Und auch der „Stern“ belastet Frank Walter Steinmeier:

Obwohl der Vertreter seines Ministeriums informiert war, sprach Steinmeier in den ersten Tagen nach dem verheerenden Luftangriff der Bundeswehr lediglich von "möglicherweise unschuldigen Opfern". Ende November forderte der SPD-Politiker, inzwischen Oppositionsführer im Bundestag, als einer der ersten einen Untersuchungsausschuss, um "unverzügliche Klarheit über die Hintergründe" der Informationspannen beim Luftangriff zu erhalten. Eine Anfrage des stern zu den Vorgängen ließ Steinmeier unbeantwortet.

Gewiss, in einem Rechtsstaat gilt für jeden die Unschuldsvermutung – vor Gericht. Auch für einen Politiker. Jedoch: für einen Politiker gilt sie – in der Politik – nicht. Deshalb kann es nach den genannten Enthüllungen nur eine Konsequenz für den SPD-Fraktionschef geben: Steinmeier muss gehen!

Kai Beller fordert in der Financial Times Deutschland (FTD) einen „Freispruch für Steinmeier“.

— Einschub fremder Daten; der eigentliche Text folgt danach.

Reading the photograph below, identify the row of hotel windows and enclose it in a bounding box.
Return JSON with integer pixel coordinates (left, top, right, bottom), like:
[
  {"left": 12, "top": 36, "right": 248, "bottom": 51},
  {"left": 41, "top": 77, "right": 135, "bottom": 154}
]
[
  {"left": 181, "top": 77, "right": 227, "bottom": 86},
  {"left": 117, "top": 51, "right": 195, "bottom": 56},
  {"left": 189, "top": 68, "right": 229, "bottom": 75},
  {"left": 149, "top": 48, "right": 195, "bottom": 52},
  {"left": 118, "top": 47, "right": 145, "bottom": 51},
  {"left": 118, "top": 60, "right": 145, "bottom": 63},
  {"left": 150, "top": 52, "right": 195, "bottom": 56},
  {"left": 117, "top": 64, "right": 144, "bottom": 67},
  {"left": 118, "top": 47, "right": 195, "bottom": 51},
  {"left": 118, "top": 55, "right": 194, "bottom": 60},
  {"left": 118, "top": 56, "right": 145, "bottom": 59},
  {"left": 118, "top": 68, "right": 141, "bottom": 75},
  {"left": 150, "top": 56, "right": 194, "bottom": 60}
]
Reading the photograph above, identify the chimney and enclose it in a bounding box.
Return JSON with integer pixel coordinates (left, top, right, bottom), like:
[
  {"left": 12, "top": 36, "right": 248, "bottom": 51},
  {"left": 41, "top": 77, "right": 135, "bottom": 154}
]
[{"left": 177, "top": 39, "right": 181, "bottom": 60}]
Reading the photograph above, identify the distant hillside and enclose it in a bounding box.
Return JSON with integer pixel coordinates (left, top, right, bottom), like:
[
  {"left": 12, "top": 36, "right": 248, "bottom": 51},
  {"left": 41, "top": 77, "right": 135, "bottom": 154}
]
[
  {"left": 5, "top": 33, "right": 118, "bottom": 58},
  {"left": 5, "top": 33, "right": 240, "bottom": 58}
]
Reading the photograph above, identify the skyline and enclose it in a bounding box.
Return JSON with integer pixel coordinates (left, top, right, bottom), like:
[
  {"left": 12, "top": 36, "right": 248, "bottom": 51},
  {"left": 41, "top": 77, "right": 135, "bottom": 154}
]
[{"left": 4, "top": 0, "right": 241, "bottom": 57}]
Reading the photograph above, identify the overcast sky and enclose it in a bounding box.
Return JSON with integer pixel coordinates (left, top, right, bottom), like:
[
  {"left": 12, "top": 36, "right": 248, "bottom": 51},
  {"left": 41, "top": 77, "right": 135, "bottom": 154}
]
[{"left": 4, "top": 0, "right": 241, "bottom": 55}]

Er findet, die Frage „Was wusste der frühere Außenminister über den Luftschlag in Afghanistan?“ lenkt von den Hauptverantwortlichen des Einsatzes ab: Verteidigungsministerium und Kanzleramt sind für die katastrophale Informationspolitik verantwortlich.

Wer wollte das bestreiten?! Der damalige Verteidigungsminister ist bereits zurückgetreten, der jetzige steht immens unter Druck, und die Kanzlerin ist kurioserweise – jedenfalls bislang – außen vor. Immerhin hat sie strikt darauf geachtet, in der Öffentlichkeit diesbezüglich nicht die Unwahrheit zu sagen. Das ändert nichts daran, dass die Regierungschefin in jedem Fall – was immer sie gewusst oder schlimmer noch: nicht gewusst hat – politisch verantwortlich ist.

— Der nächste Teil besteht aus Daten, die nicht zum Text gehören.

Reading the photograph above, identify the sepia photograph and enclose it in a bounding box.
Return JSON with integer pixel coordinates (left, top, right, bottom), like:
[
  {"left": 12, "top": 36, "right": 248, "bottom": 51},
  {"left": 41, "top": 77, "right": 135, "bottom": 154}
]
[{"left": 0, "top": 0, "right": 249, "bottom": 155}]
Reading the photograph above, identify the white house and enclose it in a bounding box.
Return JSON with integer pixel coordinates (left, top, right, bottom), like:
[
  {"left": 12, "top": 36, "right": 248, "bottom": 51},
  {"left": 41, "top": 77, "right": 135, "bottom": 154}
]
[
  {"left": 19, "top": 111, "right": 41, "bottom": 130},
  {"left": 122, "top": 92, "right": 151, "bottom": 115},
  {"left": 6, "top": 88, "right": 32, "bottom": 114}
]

Daraus einen „Freispruch für Steinmeier“ abzuleiten, wäre verwegen; FTD-Beller begründet seine Forderung auch anders, nämlich so:

Zum Kartell der Vertuscher gehört der SPD-Mann sicherlich nicht.

Verwegen! Auffällig: das unauffällige Adverb „sicherlich“, das so viel heißen soll wie sein Gegenteil, nämlich: ich bin mir nicht ganz sicher, glaube aber irgendwie daran. Wer sich daran erinnern kann, wie gereizt Steinmeier beim (Wieder-) Aufflackern der „Affäre“ – angesprochen auf seine Verantwortung – in die Fernsehkameras sprach, er werde im Untersuchungsausschuss (!) „Alles“ auf den Tisch legen, und darunter sei „nichts Belastendes“, wird sich leicht denken können, dass der Oppositionsführer – belastet oder nicht – „zum Kartell der Vertuscher“ gehörte. Sicherlich.

Das Massaker von Kunduz markiert einen Wendepunkt in der Geschichte der “Berliner Republik”.

 

Dass sich die politische Diskussion auf die Frage konzentriert, wer wann was gewusst hat, wird weder der Dimension dieses Kriegsverbrechens noch dem historischen Stellenwert gerecht. Ich beabsichtige daher auch keineswegs, mich daran zu beteiligen. Mir geht es um die in Aussicht gestellte grundlegende Erneuerung der SPD.

Steinmeier ist wie kaum ein Anderer der Repräsentant jener elf Jahre, die den besagten Erneuerungsbedarf in der Partei haben entstehen lassen. Allenfalls Franz Müntefering ließe sich noch in einem Atemzug nennen. Der jedoch hat seine Konsequenz gezogen und nicht mehr als Parteivorsitzender kandidiert. Davor jedoch, nämlich noch am Abend nach der Bekanntgabe des katastrophalen Wahlergebnisses, hatten sich Steinmeier und Müntefering im Willy-Brandt-Haus bejubeln lassen. Eine absurde, absolut skurille Situation, die die beiden nutzten, alle wissen zu lassen, dass es unter Steinmeiers Führung weitergehen werde. „Abgesprochen“.

Hätten die Anderen aus der SPD-Führung nicht in kürzester Zeit, also in einem demokratisch etwas zweifelhaften Verfahren, Sigmar Gabriel auf den Schild gehoben, hätte sich Steinmeier nach dem Fraktions- auch noch den Parteivorsitz gesichert.

Ja, auch Gabriel war Minister in der Großen Koalition. Umweltminister. Er wird genauso wenig in die Details des Bombenangriffs eingeweiht gewesen sein wie der damalige Wirtschaftsminister. Der damalige Außenminister, dafür spricht nach den aktuellen Enthüllungen Alles, war informiert.

Mit ihm wird es keinen Neuanfang geben können. Auch nicht in der Fraktion. Steinmeier muss gehen!